Marriage equality bill loses public support

TVNZ 10 Mar 2013
Conservative Party leader Colin Craig says that public support for Louisa Wall’s marriage equality bill is slipping. Labour MP Wall’s bid to legalise same sex marriage passed its first reading at the end of August last year, with 80 MPs voting for and 40 voting against it. However, Craig told TV ONE’s Q A today that public support is shifting in the direction of traditional marriage. “Public support is moving not because people want to deny anybody anything, but we recognise we already made that provision. “This is a rushed process. New Zealanders were denied the right to speak,” he said. In response, Wall argued that it is a “standard process” and still hopes she will get enough votes from MPs to pass the bill through its second reading.
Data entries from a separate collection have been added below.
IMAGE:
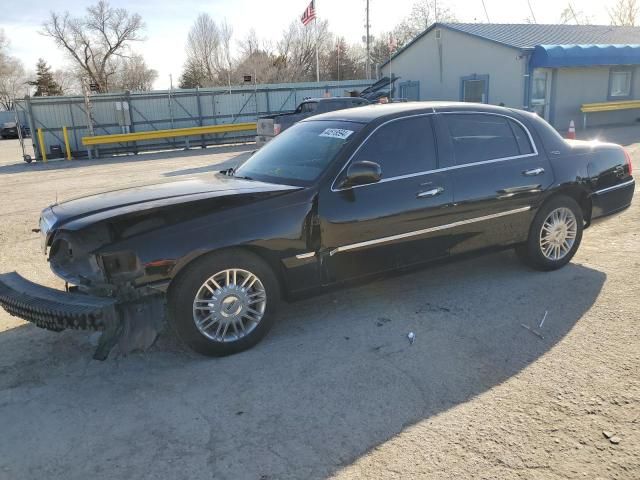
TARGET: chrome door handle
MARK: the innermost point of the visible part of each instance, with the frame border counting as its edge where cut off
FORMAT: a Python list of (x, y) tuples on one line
[(533, 172), (430, 193)]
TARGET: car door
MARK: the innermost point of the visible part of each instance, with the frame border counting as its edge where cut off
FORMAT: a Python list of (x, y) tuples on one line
[(380, 226), (498, 174)]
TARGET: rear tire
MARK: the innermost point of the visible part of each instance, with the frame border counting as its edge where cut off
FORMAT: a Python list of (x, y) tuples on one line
[(554, 236), (224, 303)]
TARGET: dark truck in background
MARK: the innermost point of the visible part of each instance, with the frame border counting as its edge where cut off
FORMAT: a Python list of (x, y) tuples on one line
[(271, 125)]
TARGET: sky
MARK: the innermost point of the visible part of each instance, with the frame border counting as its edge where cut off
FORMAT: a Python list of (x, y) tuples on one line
[(168, 21)]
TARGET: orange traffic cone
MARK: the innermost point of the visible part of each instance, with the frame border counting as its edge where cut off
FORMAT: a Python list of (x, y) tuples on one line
[(571, 134)]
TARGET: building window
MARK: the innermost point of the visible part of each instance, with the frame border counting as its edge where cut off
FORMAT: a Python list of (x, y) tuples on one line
[(474, 88), (620, 83)]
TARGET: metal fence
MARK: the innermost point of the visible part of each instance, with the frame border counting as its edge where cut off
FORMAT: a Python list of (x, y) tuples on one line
[(159, 110)]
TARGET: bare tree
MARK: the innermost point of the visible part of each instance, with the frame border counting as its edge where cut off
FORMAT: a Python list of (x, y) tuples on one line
[(625, 13), (133, 74), (571, 14), (69, 81), (13, 82), (297, 50), (423, 14), (13, 78), (204, 48), (96, 41)]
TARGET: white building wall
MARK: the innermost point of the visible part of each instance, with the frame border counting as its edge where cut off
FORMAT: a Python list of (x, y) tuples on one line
[(575, 86), (462, 55)]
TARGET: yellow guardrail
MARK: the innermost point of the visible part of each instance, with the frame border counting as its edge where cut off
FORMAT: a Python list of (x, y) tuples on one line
[(609, 106), (172, 133)]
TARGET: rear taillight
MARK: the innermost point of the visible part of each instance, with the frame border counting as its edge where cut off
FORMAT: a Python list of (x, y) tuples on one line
[(628, 157)]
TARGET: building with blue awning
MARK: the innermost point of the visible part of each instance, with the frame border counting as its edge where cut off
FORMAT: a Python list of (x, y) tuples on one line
[(555, 70)]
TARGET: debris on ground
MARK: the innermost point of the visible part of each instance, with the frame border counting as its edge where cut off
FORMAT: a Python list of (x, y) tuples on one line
[(382, 320), (543, 319), (538, 334)]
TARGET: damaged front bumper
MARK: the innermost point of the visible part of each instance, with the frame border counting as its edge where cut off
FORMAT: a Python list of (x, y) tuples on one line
[(120, 322)]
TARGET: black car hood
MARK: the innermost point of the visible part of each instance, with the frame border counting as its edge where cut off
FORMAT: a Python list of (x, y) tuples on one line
[(79, 212)]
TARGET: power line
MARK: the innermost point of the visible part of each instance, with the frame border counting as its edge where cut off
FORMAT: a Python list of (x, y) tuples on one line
[(485, 11), (531, 10)]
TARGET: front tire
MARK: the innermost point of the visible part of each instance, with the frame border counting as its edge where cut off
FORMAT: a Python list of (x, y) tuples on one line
[(554, 236), (224, 303)]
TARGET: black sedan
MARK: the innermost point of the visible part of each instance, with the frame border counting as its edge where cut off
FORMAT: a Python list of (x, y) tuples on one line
[(339, 197)]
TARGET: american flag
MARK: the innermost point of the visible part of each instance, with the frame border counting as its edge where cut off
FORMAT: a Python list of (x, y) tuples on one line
[(309, 13)]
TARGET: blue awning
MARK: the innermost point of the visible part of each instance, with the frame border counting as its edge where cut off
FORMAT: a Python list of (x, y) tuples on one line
[(584, 55)]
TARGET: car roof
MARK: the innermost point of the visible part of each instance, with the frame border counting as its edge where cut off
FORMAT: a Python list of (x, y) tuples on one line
[(373, 112), (329, 99)]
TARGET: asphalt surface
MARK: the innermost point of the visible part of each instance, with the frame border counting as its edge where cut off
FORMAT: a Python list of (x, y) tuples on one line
[(336, 390)]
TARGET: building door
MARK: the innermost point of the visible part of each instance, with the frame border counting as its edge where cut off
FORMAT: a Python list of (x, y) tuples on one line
[(475, 88), (410, 90), (540, 92)]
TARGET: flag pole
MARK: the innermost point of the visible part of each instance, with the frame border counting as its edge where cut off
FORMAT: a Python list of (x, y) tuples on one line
[(317, 56)]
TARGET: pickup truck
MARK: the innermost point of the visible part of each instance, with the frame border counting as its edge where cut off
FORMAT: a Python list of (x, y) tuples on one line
[(271, 125)]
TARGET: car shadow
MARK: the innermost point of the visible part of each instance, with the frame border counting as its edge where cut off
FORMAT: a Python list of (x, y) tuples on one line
[(61, 164), (336, 377)]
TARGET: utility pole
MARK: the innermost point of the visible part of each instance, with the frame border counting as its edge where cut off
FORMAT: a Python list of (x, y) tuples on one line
[(368, 64)]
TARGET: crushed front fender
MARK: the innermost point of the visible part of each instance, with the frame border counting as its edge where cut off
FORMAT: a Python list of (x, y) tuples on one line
[(53, 309)]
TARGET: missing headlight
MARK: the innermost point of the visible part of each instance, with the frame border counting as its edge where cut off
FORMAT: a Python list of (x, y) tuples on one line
[(120, 264)]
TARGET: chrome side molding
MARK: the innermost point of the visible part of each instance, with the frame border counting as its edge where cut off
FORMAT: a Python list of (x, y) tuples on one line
[(305, 255), (415, 233), (615, 187)]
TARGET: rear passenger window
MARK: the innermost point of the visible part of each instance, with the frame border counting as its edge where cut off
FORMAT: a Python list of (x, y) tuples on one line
[(480, 137), (401, 147)]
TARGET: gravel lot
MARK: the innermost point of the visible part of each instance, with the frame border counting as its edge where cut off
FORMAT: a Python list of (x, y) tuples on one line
[(336, 390)]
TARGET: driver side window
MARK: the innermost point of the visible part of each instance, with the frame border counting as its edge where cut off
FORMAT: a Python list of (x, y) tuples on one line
[(401, 147)]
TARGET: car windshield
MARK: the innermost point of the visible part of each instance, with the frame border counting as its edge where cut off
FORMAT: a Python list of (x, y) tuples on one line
[(300, 154)]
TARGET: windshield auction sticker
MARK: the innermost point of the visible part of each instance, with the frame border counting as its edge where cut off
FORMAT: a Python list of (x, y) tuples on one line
[(336, 133)]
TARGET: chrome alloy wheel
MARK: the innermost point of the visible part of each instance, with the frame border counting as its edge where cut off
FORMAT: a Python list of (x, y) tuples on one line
[(558, 233), (229, 305)]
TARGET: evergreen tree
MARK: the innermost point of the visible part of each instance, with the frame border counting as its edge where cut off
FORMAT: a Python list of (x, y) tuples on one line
[(45, 84)]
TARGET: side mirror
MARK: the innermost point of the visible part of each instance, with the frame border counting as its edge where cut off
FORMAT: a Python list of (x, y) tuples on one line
[(362, 173)]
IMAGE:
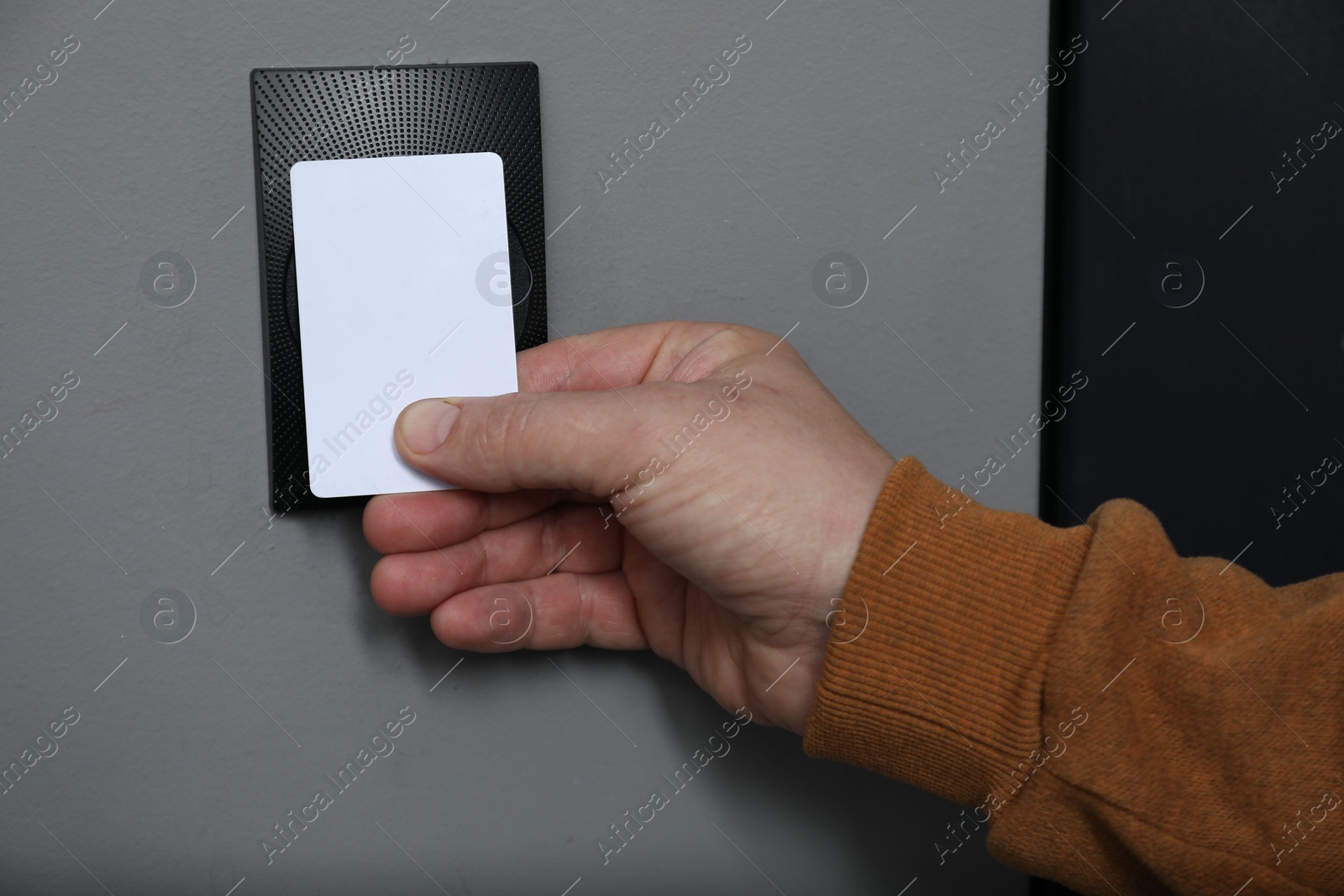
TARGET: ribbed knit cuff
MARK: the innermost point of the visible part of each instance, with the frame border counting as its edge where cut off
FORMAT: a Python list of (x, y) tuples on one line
[(937, 672)]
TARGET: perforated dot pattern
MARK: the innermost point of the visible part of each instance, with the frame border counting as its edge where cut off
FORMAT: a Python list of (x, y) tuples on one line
[(366, 113)]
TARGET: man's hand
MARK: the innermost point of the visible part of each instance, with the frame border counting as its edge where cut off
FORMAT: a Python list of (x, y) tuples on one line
[(687, 488)]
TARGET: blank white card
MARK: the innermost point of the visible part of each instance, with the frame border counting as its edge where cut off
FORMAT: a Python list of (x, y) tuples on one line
[(403, 293)]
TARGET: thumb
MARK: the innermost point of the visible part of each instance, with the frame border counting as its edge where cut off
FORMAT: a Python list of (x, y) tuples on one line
[(582, 441)]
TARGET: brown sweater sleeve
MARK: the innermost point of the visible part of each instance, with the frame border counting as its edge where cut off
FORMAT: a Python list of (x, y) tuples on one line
[(1119, 718)]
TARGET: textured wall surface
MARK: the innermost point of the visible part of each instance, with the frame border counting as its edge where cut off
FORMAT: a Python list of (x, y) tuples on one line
[(152, 473)]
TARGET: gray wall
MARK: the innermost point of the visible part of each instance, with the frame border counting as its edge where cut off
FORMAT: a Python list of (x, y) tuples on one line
[(154, 472)]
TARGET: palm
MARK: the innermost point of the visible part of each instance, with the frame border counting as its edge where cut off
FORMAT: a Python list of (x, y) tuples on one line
[(723, 558)]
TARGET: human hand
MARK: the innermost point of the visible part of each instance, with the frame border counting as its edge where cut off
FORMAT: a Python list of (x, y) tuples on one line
[(685, 488)]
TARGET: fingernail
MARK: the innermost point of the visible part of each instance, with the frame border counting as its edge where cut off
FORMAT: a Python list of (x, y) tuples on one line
[(425, 425)]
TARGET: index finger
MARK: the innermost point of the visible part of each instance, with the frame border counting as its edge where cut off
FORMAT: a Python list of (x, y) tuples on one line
[(615, 358)]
Wall: Gay marriage bill will allow choice
NZ Herald 10 Mar 2013
A bill to legalise same-sex marriage would not force celebrants to marry gay couples if they didn’t want to, its sponsor says. But Conservative Party leader Colin Craig says the bill will not protect the rights of all celebrants who do not wish to marry same-sex couples. A select committee last month recommended changing the bill to make it clear that no celebrant recognised by a religious body or nominated by an approved organisation would have to marry a couple if it meant contravening their own or the organisation’s beliefs. Critics say that would cover only about a third of celebrants and the rest, who are not linked to a religious organisation, will not be covered. Mr Craig told TVNZ’s Q+A programme today that the select committee had ignored advice to explicitly cover all celebrants. “At the moment, the proposed amendment only protects 32 per cent of celebrants. The other 68 you’re hanging out to dry,” he said. Mr Craig called on the Government to guarantee the rights of all celebrants. “Why not put that in law?”

…A legal opinion from Auckland barrister Ian Bassett, prepared for conservative lobby group Family First, noted 32 per cent of celebrants were linked to religious organisations. He said the bill would interfere with people’s rights to act according to their beliefs and consciences.